As everything progresses, the interactive decision engine reminds stakeholders of what they need to consider—like roping in personnel—due to the new operational procedures. The decision engine will launch any associated plans or actions items too.
This example, and the long tarmac delay example, show just how complex technology’s future in the safety management system is. Not only can it play quasi-administrative roles by recognizing risks and launching plans, but auxiliary roles by aiding decision makers during change management as well.
Preparing for the future SMS
The future safety management system will be scripted to run decision engines and handle change management. What does this mean for your airport?

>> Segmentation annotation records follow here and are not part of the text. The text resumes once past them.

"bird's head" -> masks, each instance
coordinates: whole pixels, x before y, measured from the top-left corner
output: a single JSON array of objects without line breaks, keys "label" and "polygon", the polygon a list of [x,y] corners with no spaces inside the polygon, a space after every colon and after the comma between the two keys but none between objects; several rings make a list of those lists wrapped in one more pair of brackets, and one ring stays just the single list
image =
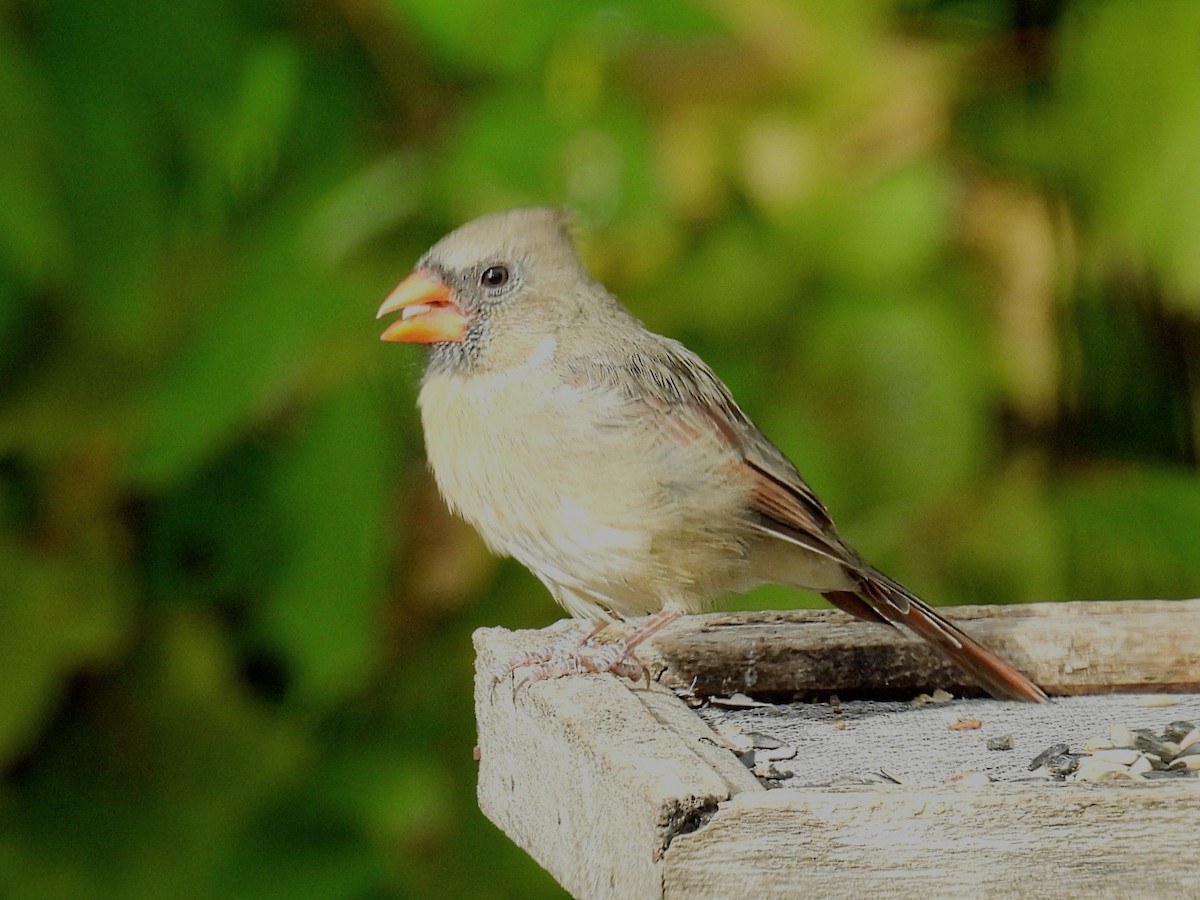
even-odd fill
[{"label": "bird's head", "polygon": [[563,210],[497,212],[451,232],[418,260],[379,307],[377,318],[401,314],[380,340],[430,344],[436,368],[516,365],[594,306],[586,294],[596,287]]}]

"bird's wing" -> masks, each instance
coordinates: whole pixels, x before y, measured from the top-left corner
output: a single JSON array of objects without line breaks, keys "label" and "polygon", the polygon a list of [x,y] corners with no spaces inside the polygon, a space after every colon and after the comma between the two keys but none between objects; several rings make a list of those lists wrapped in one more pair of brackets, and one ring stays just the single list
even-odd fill
[{"label": "bird's wing", "polygon": [[[750,484],[752,526],[845,566],[857,592],[823,596],[868,622],[905,625],[974,676],[994,696],[1042,702],[1046,695],[1009,662],[943,618],[899,582],[865,563],[834,527],[824,504],[799,470],[750,421],[728,389],[704,362],[662,338],[658,353],[634,354],[636,395],[628,400],[655,418],[674,440],[719,440]],[[629,384],[616,378],[613,385]]]}]

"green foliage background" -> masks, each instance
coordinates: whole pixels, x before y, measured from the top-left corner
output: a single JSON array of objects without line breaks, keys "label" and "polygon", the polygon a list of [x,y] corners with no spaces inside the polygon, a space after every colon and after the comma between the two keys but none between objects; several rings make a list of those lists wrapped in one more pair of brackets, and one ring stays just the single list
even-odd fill
[{"label": "green foliage background", "polygon": [[557,893],[474,808],[469,632],[558,611],[373,320],[509,205],[935,601],[1196,595],[1196,47],[1177,0],[0,2],[0,894]]}]

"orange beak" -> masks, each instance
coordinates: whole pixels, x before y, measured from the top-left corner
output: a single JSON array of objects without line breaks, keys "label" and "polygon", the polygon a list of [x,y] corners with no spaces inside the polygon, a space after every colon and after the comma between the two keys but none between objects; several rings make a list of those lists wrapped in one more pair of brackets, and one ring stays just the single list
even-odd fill
[{"label": "orange beak", "polygon": [[380,341],[439,343],[462,341],[467,334],[467,316],[454,305],[450,288],[428,269],[418,269],[404,278],[383,301],[376,318],[400,311],[394,322],[379,335]]}]

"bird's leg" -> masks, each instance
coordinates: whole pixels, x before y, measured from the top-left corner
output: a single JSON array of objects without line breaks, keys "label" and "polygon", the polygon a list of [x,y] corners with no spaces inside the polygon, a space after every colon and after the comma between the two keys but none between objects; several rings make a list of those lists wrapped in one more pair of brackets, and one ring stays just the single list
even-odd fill
[{"label": "bird's leg", "polygon": [[528,650],[522,650],[496,670],[493,673],[493,684],[499,684],[518,668],[524,668],[526,666],[538,666],[550,662],[552,659],[569,656],[611,624],[612,623],[606,619],[600,619],[590,629],[587,624],[584,624],[580,628],[571,629],[553,643],[546,643],[539,647],[530,647]]},{"label": "bird's leg", "polygon": [[514,686],[514,691],[530,682],[544,682],[547,678],[563,678],[572,674],[610,674],[637,682],[644,674],[646,667],[634,659],[634,649],[652,635],[662,630],[680,613],[677,610],[660,610],[643,622],[631,635],[599,648],[588,646],[588,641],[599,632],[592,632],[587,638],[572,647],[568,653],[551,655],[534,665],[533,671]]}]

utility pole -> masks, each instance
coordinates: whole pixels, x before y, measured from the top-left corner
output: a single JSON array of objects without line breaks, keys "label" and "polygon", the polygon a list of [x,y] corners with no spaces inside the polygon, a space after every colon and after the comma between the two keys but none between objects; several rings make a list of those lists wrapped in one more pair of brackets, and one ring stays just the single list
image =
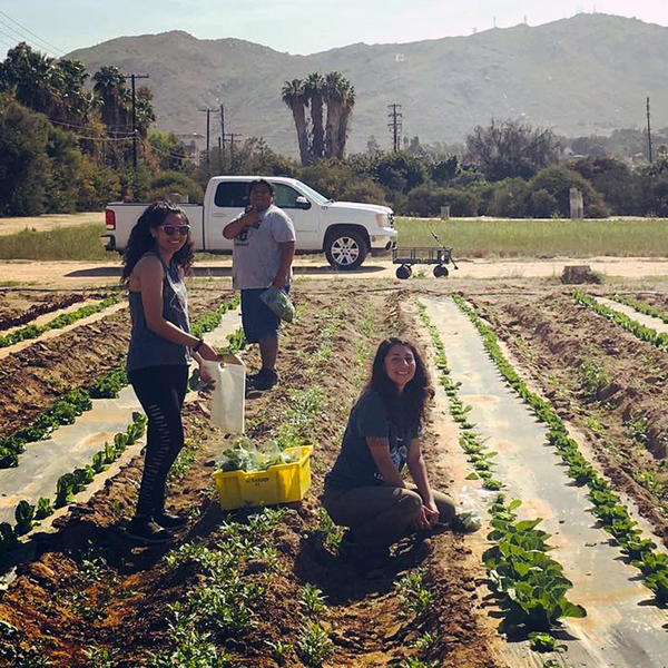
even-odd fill
[{"label": "utility pole", "polygon": [[226,132],[223,137],[223,139],[225,140],[225,138],[227,138],[227,140],[229,141],[229,160],[230,163],[234,163],[234,143],[237,141],[237,139],[235,137],[242,137],[243,135],[240,132]]},{"label": "utility pole", "polygon": [[649,155],[649,164],[651,165],[651,127],[649,125],[649,98],[647,98],[647,148]]},{"label": "utility pole", "polygon": [[225,154],[225,108],[220,105],[220,140],[223,143],[220,150],[222,156]]},{"label": "utility pole", "polygon": [[148,75],[124,75],[124,79],[132,82],[132,169],[137,173],[137,114],[135,102],[135,79],[148,79]]},{"label": "utility pole", "polygon": [[218,114],[218,109],[212,109],[210,107],[205,107],[204,109],[199,109],[200,111],[206,112],[206,166],[209,165],[209,145],[210,145],[210,128],[212,128],[212,111],[214,114]]},{"label": "utility pole", "polygon": [[400,111],[401,105],[387,105],[387,109],[390,109],[390,114],[387,114],[387,117],[390,118],[387,127],[392,132],[392,150],[396,153],[399,150],[401,140],[401,119],[403,117],[403,114]]}]

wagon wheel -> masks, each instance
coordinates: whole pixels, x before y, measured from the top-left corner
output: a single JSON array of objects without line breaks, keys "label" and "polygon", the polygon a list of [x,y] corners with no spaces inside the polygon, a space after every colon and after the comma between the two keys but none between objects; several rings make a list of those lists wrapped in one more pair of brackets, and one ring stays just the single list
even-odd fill
[{"label": "wagon wheel", "polygon": [[403,279],[403,278],[410,278],[411,274],[413,272],[411,271],[411,267],[409,265],[401,265],[401,267],[396,268],[395,273],[396,273],[397,278]]}]

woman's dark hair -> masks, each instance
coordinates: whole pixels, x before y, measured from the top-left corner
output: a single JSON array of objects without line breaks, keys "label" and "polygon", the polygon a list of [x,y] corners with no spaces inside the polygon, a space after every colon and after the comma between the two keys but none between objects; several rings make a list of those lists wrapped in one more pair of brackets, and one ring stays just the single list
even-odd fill
[{"label": "woman's dark hair", "polygon": [[[385,372],[385,357],[394,345],[411,348],[415,358],[415,375],[406,383],[401,393]],[[412,428],[418,428],[424,420],[428,401],[434,395],[429,371],[415,344],[395,336],[385,338],[379,345],[371,367],[371,380],[364,387],[364,391],[367,390],[375,390],[381,395],[389,415],[396,415],[400,420],[405,420]]]},{"label": "woman's dark hair", "polygon": [[[122,254],[122,275],[120,277],[121,283],[127,283],[135,265],[139,262],[139,258],[147,252],[155,247],[156,239],[150,234],[151,229],[159,227],[165,220],[176,214],[180,216],[185,224],[188,224],[188,216],[186,212],[179,206],[169,202],[154,202],[147,206],[144,213],[139,216],[135,227],[130,232],[130,238],[128,245]],[[189,274],[193,266],[193,259],[195,258],[195,244],[188,233],[186,243],[174,254],[174,262],[178,267],[184,271],[184,274]]]}]

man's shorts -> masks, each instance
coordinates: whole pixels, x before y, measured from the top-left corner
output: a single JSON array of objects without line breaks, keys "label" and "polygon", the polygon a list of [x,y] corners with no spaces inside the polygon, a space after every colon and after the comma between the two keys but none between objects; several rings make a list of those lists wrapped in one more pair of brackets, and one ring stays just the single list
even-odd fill
[{"label": "man's shorts", "polygon": [[[259,298],[265,289],[254,287],[242,291],[242,325],[248,343],[257,343],[266,336],[278,336],[281,318]],[[289,292],[289,285],[283,289]]]}]

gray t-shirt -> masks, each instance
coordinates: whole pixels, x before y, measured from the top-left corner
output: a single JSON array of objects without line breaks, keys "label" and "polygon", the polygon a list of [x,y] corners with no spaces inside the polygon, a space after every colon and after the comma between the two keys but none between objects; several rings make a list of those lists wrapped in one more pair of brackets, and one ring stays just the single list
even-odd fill
[{"label": "gray t-shirt", "polygon": [[[244,214],[235,218],[237,220]],[[257,224],[245,227],[235,238],[232,284],[236,289],[268,287],[281,266],[281,244],[295,240],[293,222],[272,205],[259,214]],[[287,282],[292,279],[292,267]]]},{"label": "gray t-shirt", "polygon": [[397,471],[401,471],[406,462],[411,441],[420,433],[420,426],[410,428],[396,418],[397,415],[389,415],[375,390],[367,390],[362,394],[351,411],[341,452],[325,477],[325,485],[353,488],[384,483],[369,450],[367,436],[389,440],[390,456]]}]

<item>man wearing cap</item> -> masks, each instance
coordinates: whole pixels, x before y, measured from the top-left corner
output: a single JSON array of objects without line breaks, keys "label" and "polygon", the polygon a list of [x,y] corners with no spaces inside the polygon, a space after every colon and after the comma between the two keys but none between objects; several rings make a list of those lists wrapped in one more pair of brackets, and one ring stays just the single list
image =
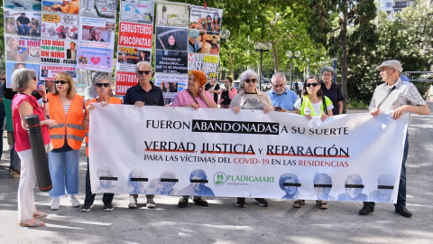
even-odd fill
[{"label": "man wearing cap", "polygon": [[[392,113],[393,119],[399,119],[406,113],[415,113],[419,115],[428,115],[430,108],[422,99],[415,85],[409,81],[402,81],[400,74],[403,70],[400,61],[396,60],[387,61],[376,67],[381,70],[381,77],[383,84],[374,89],[373,99],[370,103],[370,114],[378,116],[381,111],[394,110]],[[404,217],[410,217],[412,213],[406,209],[406,158],[408,157],[408,136],[404,143],[404,152],[401,163],[401,173],[400,176],[399,194],[395,211]],[[374,211],[374,202],[364,202],[364,207],[359,211],[360,215],[367,215]]]}]

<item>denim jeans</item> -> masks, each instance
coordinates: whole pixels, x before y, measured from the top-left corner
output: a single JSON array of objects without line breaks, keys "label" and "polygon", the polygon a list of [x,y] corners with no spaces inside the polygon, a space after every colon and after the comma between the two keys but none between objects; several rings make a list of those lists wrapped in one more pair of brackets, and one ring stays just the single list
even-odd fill
[{"label": "denim jeans", "polygon": [[[401,173],[400,174],[399,194],[397,196],[397,203],[394,206],[406,206],[406,159],[409,151],[409,134],[406,134],[406,141],[404,142],[403,159],[401,161]],[[364,202],[364,204],[374,208],[374,202]]]},{"label": "denim jeans", "polygon": [[78,194],[79,150],[50,152],[48,157],[52,182],[50,196],[60,197],[65,194],[65,189],[69,195]]}]

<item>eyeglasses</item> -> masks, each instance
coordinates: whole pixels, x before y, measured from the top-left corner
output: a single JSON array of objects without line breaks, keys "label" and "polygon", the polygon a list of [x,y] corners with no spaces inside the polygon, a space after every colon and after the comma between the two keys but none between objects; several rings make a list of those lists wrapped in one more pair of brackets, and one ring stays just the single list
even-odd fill
[{"label": "eyeglasses", "polygon": [[102,86],[107,88],[110,86],[110,83],[96,83],[95,86],[97,86],[97,88],[102,88]]},{"label": "eyeglasses", "polygon": [[257,79],[245,79],[245,82],[246,83],[250,83],[250,82],[253,82],[253,83],[255,83],[257,82]]},{"label": "eyeglasses", "polygon": [[145,75],[148,75],[150,74],[152,71],[151,70],[145,70],[145,71],[142,71],[142,70],[138,70],[137,73],[139,75],[143,75],[143,73],[144,73]]},{"label": "eyeglasses", "polygon": [[305,84],[305,86],[308,87],[308,88],[309,88],[311,86],[317,87],[317,86],[318,86],[318,83],[307,83],[307,84]]}]

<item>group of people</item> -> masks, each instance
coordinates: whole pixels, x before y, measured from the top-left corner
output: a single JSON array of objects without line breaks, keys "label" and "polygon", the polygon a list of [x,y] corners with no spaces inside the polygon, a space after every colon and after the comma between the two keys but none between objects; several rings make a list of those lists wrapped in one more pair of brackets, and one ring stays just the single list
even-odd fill
[{"label": "group of people", "polygon": [[[425,100],[416,89],[408,81],[400,79],[402,68],[398,61],[388,61],[376,67],[381,71],[383,84],[375,90],[370,104],[370,113],[377,116],[382,110],[394,110],[392,118],[398,119],[403,113],[429,114],[429,108]],[[342,101],[340,88],[331,81],[335,70],[331,67],[321,70],[322,80],[317,76],[309,76],[304,81],[303,97],[298,99],[293,91],[285,88],[286,80],[282,73],[275,73],[272,77],[272,89],[267,93],[259,90],[256,83],[259,76],[256,72],[248,70],[240,76],[241,89],[239,93],[232,88],[232,79],[225,80],[224,90],[216,92],[215,80],[207,85],[207,79],[204,72],[190,70],[187,89],[178,92],[172,102],[173,107],[193,108],[194,109],[231,108],[235,114],[241,109],[290,112],[304,116],[306,119],[319,117],[326,120],[328,117],[342,113]],[[94,89],[97,97],[85,102],[83,97],[76,94],[74,82],[69,73],[59,73],[55,77],[54,89],[47,93],[43,85],[37,85],[38,81],[34,70],[18,69],[12,75],[12,87],[18,92],[12,100],[12,114],[14,117],[14,135],[15,139],[15,151],[21,159],[20,184],[18,189],[18,214],[21,226],[42,226],[44,223],[37,218],[46,216],[45,212],[36,210],[32,189],[36,183],[35,168],[32,155],[25,117],[36,114],[40,117],[46,150],[49,152],[50,172],[52,180],[52,189],[50,196],[52,198],[51,210],[58,210],[60,205],[60,197],[68,194],[69,202],[73,207],[81,207],[82,211],[88,211],[94,206],[95,194],[90,188],[88,172],[88,129],[90,113],[95,109],[95,103],[102,106],[108,104],[127,104],[136,107],[164,106],[162,89],[155,86],[152,80],[153,70],[148,61],[141,61],[135,67],[138,83],[127,89],[124,100],[110,96],[111,78],[106,73],[98,72],[93,78]],[[34,96],[34,91],[41,97],[40,102]],[[211,92],[214,93],[212,96]],[[392,93],[394,96],[390,96]],[[220,94],[220,96],[218,96]],[[219,97],[219,99],[218,99]],[[382,106],[382,107],[381,107]],[[78,160],[79,148],[85,140],[88,154],[88,172],[86,175],[86,199],[81,206],[76,198],[78,193]],[[395,211],[405,217],[411,216],[411,212],[405,208],[406,204],[406,171],[404,164],[408,153],[406,137],[405,150],[402,160],[401,175]],[[196,175],[197,174],[197,175]],[[201,172],[191,173],[191,179],[201,179]],[[286,175],[288,179],[294,180],[293,175]],[[325,175],[326,176],[326,175]],[[326,179],[324,175],[317,175],[318,182]],[[281,175],[282,177],[282,175]],[[289,179],[290,178],[290,179]],[[350,179],[349,179],[350,180]],[[356,182],[355,177],[351,179]],[[282,189],[282,187],[281,187]],[[291,191],[291,190],[290,190]],[[158,191],[153,191],[158,192]],[[146,195],[146,207],[154,208],[156,203],[154,195]],[[182,195],[178,205],[180,208],[188,206],[189,192]],[[301,196],[291,194],[288,190],[286,194],[290,199],[298,200],[293,207],[300,208],[305,204]],[[296,195],[296,197],[295,197]],[[104,210],[112,211],[114,194],[105,193],[103,196]],[[347,196],[341,196],[342,199]],[[283,197],[284,198],[284,197]],[[287,197],[289,198],[289,197]],[[199,206],[207,207],[208,203],[200,195],[194,195],[193,202]],[[329,200],[329,198],[325,198]],[[360,198],[365,200],[365,198]],[[255,198],[254,202],[260,206],[268,206],[268,202],[263,198]],[[135,208],[138,202],[138,194],[131,192],[129,208]],[[318,200],[318,208],[327,209],[327,203]],[[238,198],[236,206],[244,208],[245,198]],[[365,202],[364,208],[359,211],[366,215],[374,210],[374,202]]]}]

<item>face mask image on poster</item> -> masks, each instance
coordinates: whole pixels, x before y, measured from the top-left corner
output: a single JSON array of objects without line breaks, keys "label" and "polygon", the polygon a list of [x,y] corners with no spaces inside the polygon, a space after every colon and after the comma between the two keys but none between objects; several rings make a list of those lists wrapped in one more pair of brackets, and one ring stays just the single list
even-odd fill
[{"label": "face mask image on poster", "polygon": [[81,15],[115,19],[116,0],[81,0]]},{"label": "face mask image on poster", "polygon": [[6,34],[41,36],[41,14],[5,11]]},{"label": "face mask image on poster", "polygon": [[189,5],[159,3],[156,7],[156,25],[188,27],[189,23]]},{"label": "face mask image on poster", "polygon": [[143,23],[153,23],[153,1],[126,0],[122,1],[120,20]]},{"label": "face mask image on poster", "polygon": [[79,3],[78,0],[43,0],[42,11],[78,14]]},{"label": "face mask image on poster", "polygon": [[78,16],[42,14],[42,38],[77,40]]},{"label": "face mask image on poster", "polygon": [[38,62],[41,40],[29,37],[6,36],[6,61]]},{"label": "face mask image on poster", "polygon": [[19,11],[41,11],[41,1],[5,0],[5,8]]}]

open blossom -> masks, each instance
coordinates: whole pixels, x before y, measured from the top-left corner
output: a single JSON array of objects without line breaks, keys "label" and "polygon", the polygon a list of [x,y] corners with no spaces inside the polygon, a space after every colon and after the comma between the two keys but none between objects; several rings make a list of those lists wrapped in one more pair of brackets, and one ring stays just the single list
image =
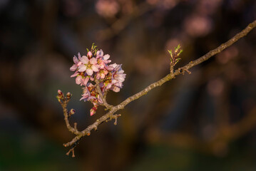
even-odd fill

When you’re eyeing SMS software, you need to know it can grow to take on the responsibilities of tomorrow’s SMS.
Any SMS software needs to be flexible. No two airports are alike, so make sure the software fits your airport’s needs. Don’t lock your airport in with a rigid product that only serves today’s requirements. Your selection must comply with the final SMS ruling and whatever other amendments and additional regulations that will inevitably be added.
An open system capable of integration is a key item here too. Don’t allow your databases to sit in silos; allow them to talk to one another. Communication between systems facilitates better decision making. Better yet, use a fully integrated, all-inclusive software platform that bridges the your airport’s different tools.
Lastly, don’t forget about the human side of the SMS. The SMS will still involve stakeholders, even with all of these advancements. Make sure everyone involved can communicate no matter what tools or methods they’re using. New communication channels crop up often. Work with these and introduce them to your SMS.
The safety management system is now making its way into more airports every day. The FAA’s final ruling is on the horizon, so start preparing your airport for the future SMS now. Learn about available tools, how you can optimize them, and mitigate risks with those tools.